Is This Our Selma?

Some late-night musings and meandering thoughts...

A blog post from Rev. Kim Crawford Harvie at Standing on the Side of Love yesterday says, "Immigration reform is our Selma."  I read this and think it means that I should go to this event that SSL and others are promoting now, a march in Phoenix on May 29.  In 1965, you see, the Rev. Dr. Martin Luther King, Jr., put out a call asking UU clergy to come to Selma, saying, "The people of Selma will struggle on for the soul of the nation but it is fitting that all Americans help to bear the burden. I call therefore on clergy of all faiths to join me in Selma."  Many did, including the Rev. James Reeb. We are now, the next SSL post says, "Called to Arizona" to march along with our UUA president, Rev. Peter Morales.

Last year, the Human Rights Campaign put out a "clergy call" asking clergy to come to Washington D.C., and I went.  I felt a bit like this was our Selma.  Certainly civil rights for lesbian, gay, bisexual, and transgender people is an important civil rights issue in our day.  I planned that trip on pretty short notice, and got some funds from our local PFLAG group and from the UUA to help with the trip. 

So I'm feeling pretty guilty about not packing up and heading to Phoenix right now.  Will I hang my head in shame in years to come, knowing I missed the Selma of our time?  Perhaps.

On the other hand, I wonder if it really is our Selma.  Immigration Reform has not been an issue that I've seen as the biggest issue of our time.  Is that because I've been comfortable up here in the Midwest, where we don't notice it as much?  Is it because I live comfortably in a cultural enclave?  Is it because it doesn't touch me personally?  These are the questions I challenge myself with, as I remind myself that just because it doesn't touch me doesn't mean I shouldn't get involved.  Of course, LGBT issues don't personally touch me, either, and yet I've been very motivated on them, writing, preaching, marching, and lobbying regularly on them.

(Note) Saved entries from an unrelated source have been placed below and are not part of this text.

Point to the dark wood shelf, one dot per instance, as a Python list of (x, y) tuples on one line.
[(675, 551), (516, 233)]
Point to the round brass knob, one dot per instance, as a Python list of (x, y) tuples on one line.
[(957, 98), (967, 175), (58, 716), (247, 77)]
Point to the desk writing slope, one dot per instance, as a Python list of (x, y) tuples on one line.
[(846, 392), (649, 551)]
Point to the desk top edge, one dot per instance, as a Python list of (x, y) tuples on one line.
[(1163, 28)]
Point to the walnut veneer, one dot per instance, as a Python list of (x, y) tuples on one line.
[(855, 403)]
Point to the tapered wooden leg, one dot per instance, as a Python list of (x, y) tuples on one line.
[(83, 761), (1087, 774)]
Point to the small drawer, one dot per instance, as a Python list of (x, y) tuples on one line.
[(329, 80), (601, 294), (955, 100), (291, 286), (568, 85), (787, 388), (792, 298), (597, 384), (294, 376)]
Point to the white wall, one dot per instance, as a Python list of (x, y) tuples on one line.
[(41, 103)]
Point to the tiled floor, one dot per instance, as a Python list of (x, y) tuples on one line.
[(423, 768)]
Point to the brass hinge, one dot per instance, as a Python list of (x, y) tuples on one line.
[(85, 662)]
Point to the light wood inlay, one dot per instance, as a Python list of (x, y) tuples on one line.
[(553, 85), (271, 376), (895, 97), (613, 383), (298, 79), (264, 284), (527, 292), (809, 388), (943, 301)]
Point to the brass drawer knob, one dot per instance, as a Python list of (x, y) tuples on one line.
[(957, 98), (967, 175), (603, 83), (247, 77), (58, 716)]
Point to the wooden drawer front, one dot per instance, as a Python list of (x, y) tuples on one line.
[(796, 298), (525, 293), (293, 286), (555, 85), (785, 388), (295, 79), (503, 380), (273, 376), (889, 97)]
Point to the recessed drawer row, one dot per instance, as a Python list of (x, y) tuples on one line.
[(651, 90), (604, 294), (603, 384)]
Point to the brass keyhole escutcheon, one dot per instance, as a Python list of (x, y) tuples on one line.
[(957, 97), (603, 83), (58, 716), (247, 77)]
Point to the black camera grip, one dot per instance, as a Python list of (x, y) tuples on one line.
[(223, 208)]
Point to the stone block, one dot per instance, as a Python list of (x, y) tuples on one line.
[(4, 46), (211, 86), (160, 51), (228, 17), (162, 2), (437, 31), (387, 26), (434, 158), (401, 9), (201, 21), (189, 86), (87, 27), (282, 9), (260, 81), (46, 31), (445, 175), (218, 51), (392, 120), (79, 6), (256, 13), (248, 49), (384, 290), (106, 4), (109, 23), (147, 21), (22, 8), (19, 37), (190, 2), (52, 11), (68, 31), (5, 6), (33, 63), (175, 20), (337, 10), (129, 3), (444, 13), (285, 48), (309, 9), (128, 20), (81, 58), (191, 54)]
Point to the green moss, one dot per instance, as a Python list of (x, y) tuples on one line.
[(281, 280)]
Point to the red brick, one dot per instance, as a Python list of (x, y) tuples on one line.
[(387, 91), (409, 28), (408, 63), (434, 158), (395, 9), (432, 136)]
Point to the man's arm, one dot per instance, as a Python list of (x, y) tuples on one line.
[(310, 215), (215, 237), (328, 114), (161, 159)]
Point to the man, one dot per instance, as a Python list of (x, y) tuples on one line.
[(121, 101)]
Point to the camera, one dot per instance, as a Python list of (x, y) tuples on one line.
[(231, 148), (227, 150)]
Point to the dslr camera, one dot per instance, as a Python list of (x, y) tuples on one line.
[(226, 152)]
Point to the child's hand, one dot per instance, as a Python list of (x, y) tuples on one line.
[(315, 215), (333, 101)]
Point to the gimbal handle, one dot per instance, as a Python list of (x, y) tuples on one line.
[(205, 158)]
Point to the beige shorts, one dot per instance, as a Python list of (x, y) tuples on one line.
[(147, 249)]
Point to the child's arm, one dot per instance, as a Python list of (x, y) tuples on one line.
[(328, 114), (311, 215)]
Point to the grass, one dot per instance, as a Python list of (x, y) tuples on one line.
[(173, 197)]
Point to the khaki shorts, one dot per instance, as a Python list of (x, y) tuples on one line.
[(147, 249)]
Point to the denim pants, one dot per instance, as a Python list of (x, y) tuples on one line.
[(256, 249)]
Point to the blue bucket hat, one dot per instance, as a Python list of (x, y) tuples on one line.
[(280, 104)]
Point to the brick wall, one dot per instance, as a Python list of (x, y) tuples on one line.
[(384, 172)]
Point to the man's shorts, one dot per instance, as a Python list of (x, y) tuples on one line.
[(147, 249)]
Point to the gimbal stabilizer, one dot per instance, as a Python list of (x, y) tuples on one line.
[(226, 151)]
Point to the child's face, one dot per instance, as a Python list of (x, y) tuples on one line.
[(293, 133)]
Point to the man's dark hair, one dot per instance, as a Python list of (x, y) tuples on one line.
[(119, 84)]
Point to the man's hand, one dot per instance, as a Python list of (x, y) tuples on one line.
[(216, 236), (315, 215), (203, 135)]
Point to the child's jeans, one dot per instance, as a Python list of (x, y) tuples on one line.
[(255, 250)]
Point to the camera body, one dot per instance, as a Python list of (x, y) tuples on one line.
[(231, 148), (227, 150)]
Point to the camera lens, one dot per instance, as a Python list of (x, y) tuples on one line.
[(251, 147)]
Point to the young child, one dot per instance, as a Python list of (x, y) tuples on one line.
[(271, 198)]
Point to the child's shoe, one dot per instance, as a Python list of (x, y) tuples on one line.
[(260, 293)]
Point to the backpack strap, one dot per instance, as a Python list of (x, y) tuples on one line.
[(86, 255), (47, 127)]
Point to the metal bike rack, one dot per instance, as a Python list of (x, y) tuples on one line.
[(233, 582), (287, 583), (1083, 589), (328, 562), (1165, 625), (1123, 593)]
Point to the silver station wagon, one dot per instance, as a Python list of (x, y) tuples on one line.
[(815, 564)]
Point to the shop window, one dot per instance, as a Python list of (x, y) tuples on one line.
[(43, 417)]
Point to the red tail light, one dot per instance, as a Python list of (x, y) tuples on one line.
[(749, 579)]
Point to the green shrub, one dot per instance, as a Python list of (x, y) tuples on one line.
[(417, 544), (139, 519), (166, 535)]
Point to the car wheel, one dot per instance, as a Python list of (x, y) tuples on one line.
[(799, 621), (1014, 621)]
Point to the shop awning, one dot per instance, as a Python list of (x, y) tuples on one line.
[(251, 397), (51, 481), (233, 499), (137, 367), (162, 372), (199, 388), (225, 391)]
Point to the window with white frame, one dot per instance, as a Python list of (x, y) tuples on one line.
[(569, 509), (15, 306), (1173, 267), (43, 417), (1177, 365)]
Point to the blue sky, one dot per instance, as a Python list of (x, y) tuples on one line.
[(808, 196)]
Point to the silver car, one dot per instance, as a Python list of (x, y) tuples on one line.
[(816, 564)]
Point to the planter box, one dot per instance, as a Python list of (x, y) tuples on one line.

Clearly immigration reform is a major issue.  And while it may or may not be the most important issue of our time, it is a major justice issue.  My denomination is telling me that this is a really big issue--one of the two big issues, the other being LGBT issues--just by creating SSL focused on this issue particularly.  Our study-action issues and other social justice statements reflect this.  Perhaps it is, indeed, the Selma of our time, and I have not been paying enough attention.  I need to educate myself more, and I need to get more motivated politically on this issue.  Basically, I need to get more motivated on immigration reform. 

I probably will miss this, even if this is our Selma.  I'm not scheduled to preach on May 30, but I checked airfare prices today, and it would be over $400 for the flight alone.  Michigan isn't exactly next door to Arizona.  That would be money out of my pocket, because my remaining professional expenses are over-committed already.  I almost put in a bid on Priceline for a cheaper flight anyway, just to see if I would get it, but at the last moment I backed out--I think I was afraid I would, and it wouldn't be an easy trip for me. 

So, when my child asks me, "Where were you on that day?" in ten or twenty years, I hope I can tell her that even though I wasn't there that I was trying to do something about this issue.  I hope I'll learn that we're doing something here locally, or if not that I'll start something.  I don't want to have heard the call and have turned a deaf ear.  

Comments

Scott Wells said…
I went to read the "Standing on the Side of Love" blog post, expecting a manifesto or rallying-cry, and got little more than melodrama and hyperbole.

The urgency is sudden, and for us, invented. The tactics are stunningly old-fashioned and self-serving. In short who invited us and why? Note the use "our Selma" -- not "their struggle".